Graham Charters: I tried to make the measures and benefits modularity technology agnostic. I did this for two reasons - the first reason was, I think it helps when explaining to a broader group what the characteristics are that need to achieved for a particular level. If an organisation is at level 2, Modularity, and they're not using OSGi, it doesn't make sense to talk about import-package and export-package, whereas talking about the benefits of defining module externals should be clear. The second reason is, I think it helps people when evaluating modularity frameworks. Not all modularity frameworks are created equal and so the model helps identify the desired characteristics and benefits and thus the appropriate frameworks to use.
InfoQ: Is there any plans on releasing this as a formal standard document through OSGi or another organisation? Are there expected time lines for this to happen?

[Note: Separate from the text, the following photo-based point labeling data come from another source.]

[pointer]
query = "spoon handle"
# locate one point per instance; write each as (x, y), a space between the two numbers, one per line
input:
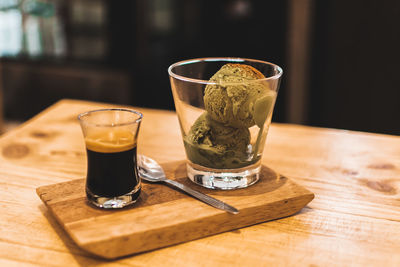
(203, 197)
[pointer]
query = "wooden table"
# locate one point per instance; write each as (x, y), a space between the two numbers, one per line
(353, 220)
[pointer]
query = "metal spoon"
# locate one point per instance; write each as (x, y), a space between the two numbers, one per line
(151, 171)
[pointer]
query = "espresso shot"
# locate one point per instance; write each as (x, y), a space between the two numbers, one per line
(112, 179)
(112, 168)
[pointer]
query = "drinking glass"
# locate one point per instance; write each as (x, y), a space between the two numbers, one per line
(112, 179)
(224, 121)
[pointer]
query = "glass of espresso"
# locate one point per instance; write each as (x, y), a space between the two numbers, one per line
(112, 179)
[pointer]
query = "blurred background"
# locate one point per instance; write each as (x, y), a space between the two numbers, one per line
(340, 58)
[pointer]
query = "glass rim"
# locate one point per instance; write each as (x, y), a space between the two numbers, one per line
(86, 113)
(226, 59)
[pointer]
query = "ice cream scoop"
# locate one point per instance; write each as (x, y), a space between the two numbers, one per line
(212, 144)
(240, 98)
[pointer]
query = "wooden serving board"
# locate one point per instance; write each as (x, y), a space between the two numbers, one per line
(163, 216)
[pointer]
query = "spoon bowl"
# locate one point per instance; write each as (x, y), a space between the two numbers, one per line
(150, 171)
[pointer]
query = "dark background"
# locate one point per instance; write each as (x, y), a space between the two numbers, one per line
(119, 52)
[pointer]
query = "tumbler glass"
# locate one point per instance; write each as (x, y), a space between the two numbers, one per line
(112, 179)
(224, 107)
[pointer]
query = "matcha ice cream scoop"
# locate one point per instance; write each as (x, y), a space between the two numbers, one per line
(234, 99)
(212, 144)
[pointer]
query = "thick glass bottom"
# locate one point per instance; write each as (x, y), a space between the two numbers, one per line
(114, 202)
(225, 179)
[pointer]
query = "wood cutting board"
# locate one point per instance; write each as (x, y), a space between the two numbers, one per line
(163, 216)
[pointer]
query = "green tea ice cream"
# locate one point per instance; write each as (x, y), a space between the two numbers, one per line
(214, 145)
(233, 100)
(220, 137)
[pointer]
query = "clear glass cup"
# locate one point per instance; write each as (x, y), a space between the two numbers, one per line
(224, 116)
(112, 179)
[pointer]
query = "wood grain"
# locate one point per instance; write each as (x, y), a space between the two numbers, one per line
(354, 219)
(162, 217)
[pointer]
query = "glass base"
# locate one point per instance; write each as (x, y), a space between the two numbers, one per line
(225, 179)
(113, 202)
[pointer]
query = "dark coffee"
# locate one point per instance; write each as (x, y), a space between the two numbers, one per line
(112, 169)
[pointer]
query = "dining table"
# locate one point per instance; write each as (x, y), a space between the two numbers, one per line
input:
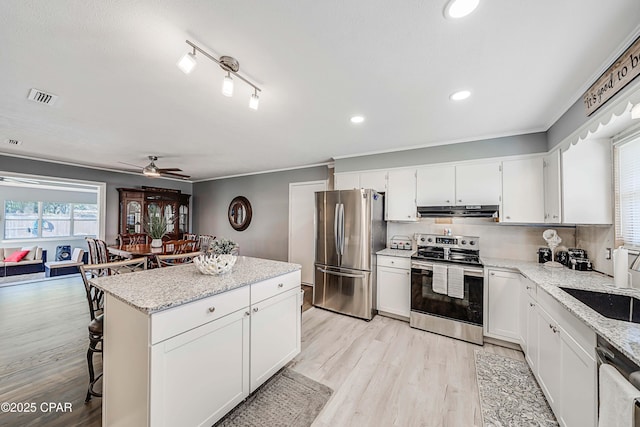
(137, 251)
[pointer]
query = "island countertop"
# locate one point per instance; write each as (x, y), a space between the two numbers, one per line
(161, 288)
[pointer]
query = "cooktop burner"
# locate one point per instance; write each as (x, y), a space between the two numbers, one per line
(458, 249)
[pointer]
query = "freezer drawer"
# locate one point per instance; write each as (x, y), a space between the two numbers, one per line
(344, 291)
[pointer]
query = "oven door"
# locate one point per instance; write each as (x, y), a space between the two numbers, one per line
(425, 300)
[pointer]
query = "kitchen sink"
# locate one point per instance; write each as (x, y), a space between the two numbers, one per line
(618, 307)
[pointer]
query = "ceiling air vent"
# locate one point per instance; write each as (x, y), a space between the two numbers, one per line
(42, 97)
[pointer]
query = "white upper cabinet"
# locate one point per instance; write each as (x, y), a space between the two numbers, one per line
(436, 185)
(522, 191)
(401, 195)
(374, 179)
(552, 191)
(478, 184)
(346, 180)
(587, 183)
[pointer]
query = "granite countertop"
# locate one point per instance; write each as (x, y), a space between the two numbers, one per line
(401, 253)
(625, 336)
(161, 288)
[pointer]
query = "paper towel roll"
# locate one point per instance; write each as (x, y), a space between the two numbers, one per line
(621, 267)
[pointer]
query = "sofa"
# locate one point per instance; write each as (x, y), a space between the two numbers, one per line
(32, 261)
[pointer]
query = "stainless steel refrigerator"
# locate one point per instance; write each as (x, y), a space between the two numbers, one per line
(350, 229)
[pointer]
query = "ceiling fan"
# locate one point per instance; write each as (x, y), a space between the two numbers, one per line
(153, 171)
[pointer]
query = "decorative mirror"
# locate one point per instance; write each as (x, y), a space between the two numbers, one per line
(240, 213)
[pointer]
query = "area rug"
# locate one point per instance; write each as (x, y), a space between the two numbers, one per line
(509, 393)
(287, 399)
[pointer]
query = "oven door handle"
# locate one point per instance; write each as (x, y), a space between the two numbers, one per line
(336, 273)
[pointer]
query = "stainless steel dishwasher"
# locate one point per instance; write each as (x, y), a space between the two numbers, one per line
(608, 354)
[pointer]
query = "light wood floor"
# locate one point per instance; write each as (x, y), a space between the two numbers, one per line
(385, 373)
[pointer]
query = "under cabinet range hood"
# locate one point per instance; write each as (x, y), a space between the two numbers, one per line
(470, 211)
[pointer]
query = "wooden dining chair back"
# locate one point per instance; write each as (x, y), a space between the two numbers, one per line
(133, 239)
(176, 259)
(179, 246)
(95, 298)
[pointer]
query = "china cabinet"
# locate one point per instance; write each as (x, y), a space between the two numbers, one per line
(136, 204)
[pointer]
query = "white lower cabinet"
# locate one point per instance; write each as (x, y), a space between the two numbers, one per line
(191, 369)
(503, 305)
(275, 335)
(394, 285)
(560, 350)
(191, 364)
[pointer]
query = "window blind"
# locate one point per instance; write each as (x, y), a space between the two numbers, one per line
(627, 157)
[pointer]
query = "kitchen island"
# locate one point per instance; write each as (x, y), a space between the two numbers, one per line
(183, 348)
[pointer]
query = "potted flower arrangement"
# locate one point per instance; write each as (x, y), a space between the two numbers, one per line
(156, 226)
(223, 246)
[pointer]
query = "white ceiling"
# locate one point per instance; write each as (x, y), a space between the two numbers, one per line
(122, 98)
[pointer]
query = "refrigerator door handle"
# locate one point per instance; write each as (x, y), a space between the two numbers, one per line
(336, 273)
(336, 228)
(341, 229)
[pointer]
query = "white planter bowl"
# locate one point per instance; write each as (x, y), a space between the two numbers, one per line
(214, 264)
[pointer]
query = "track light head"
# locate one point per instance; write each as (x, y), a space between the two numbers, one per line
(188, 62)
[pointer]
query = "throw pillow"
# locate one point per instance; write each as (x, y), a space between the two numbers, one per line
(16, 256)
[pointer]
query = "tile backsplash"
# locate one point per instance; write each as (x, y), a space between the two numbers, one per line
(496, 240)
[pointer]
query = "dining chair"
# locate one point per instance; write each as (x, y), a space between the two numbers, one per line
(95, 298)
(133, 239)
(176, 259)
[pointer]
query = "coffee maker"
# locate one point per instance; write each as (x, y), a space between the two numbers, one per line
(576, 259)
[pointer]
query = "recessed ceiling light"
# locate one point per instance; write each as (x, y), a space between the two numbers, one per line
(460, 95)
(460, 8)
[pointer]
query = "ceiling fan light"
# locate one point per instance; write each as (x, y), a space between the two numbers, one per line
(254, 101)
(227, 86)
(460, 8)
(187, 63)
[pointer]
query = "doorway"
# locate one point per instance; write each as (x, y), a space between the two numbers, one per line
(302, 225)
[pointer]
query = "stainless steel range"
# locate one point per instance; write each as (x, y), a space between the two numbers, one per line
(447, 286)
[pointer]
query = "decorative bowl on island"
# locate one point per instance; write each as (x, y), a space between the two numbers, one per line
(215, 264)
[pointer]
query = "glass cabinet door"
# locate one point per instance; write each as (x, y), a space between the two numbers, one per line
(168, 217)
(134, 217)
(183, 219)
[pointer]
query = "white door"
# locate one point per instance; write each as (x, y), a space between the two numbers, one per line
(302, 226)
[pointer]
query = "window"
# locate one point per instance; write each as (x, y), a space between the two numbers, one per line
(627, 161)
(34, 220)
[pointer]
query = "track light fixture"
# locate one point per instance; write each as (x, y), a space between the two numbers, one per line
(229, 64)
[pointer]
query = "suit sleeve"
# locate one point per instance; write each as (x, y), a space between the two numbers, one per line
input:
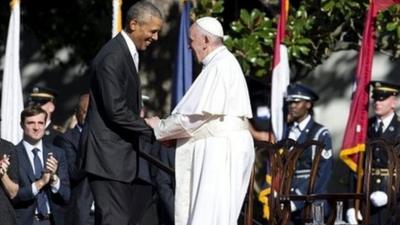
(112, 75)
(64, 192)
(179, 126)
(74, 172)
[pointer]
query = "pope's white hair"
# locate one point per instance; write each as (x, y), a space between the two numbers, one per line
(214, 39)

Graham Charters: To be honest, I wasn't sure how well the idea would be received, and I've actually been overwhelmed by the positive response. I hoped there would be some people who liked the idea and would be willing to collaborate on its evolution. I'm not sure it's the sort of thing that warrants a standard, but I could see it evolving into a whitepaper, similar to the semantic versioning one published by the OSGi Alliance. Given the level of interest I would hope we could get a first pass published in the next month or so.
InfoQ: Is there anything we can learn as an industry and as an OSGi community from the maturity model?

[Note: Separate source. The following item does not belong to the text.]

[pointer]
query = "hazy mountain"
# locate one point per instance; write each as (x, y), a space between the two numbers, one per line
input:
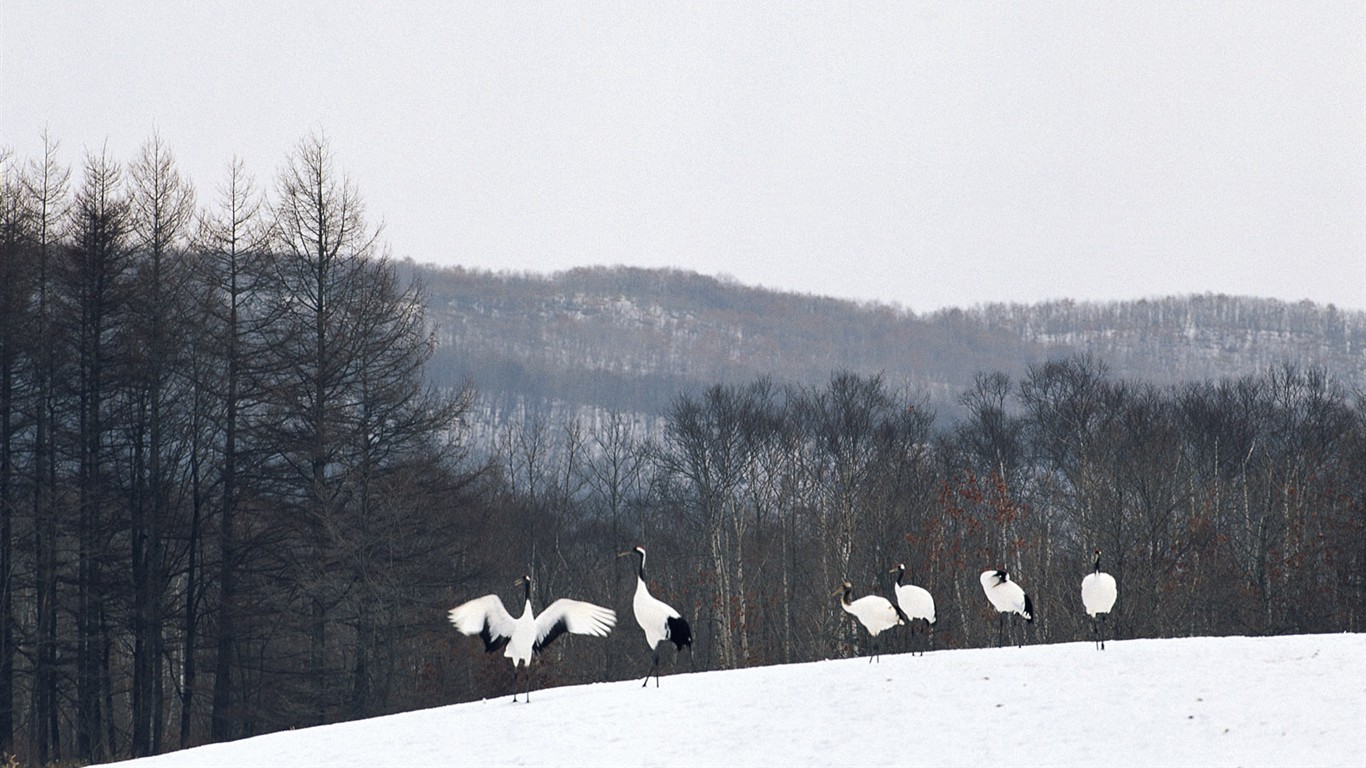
(631, 339)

Graham Charters: The view from the rather unscientific survey I did at the OSGi Community Event suggests that most organisations and projects are at level 2, Modules. Personally, I believe there are huge quality and productivity benefits to be gained from reaching level 5, Devolution. This is particularly true for organisations that have large distributed development and operations teams. If we make level 5 our goal, then we need to sell people on the benefits of the higher levels and make it as easy as possible for them to move up through the intervening levels. For example, to move to level 3 requires good tools for defining module externals, for performing continuous build, for module and system analysis to spot potential problems, and to aid with problem determination.
The Modularity Maturity Model is available at the OSGi Community Wiki. What level does your project/organisation reach on the Modularity Maturity Model?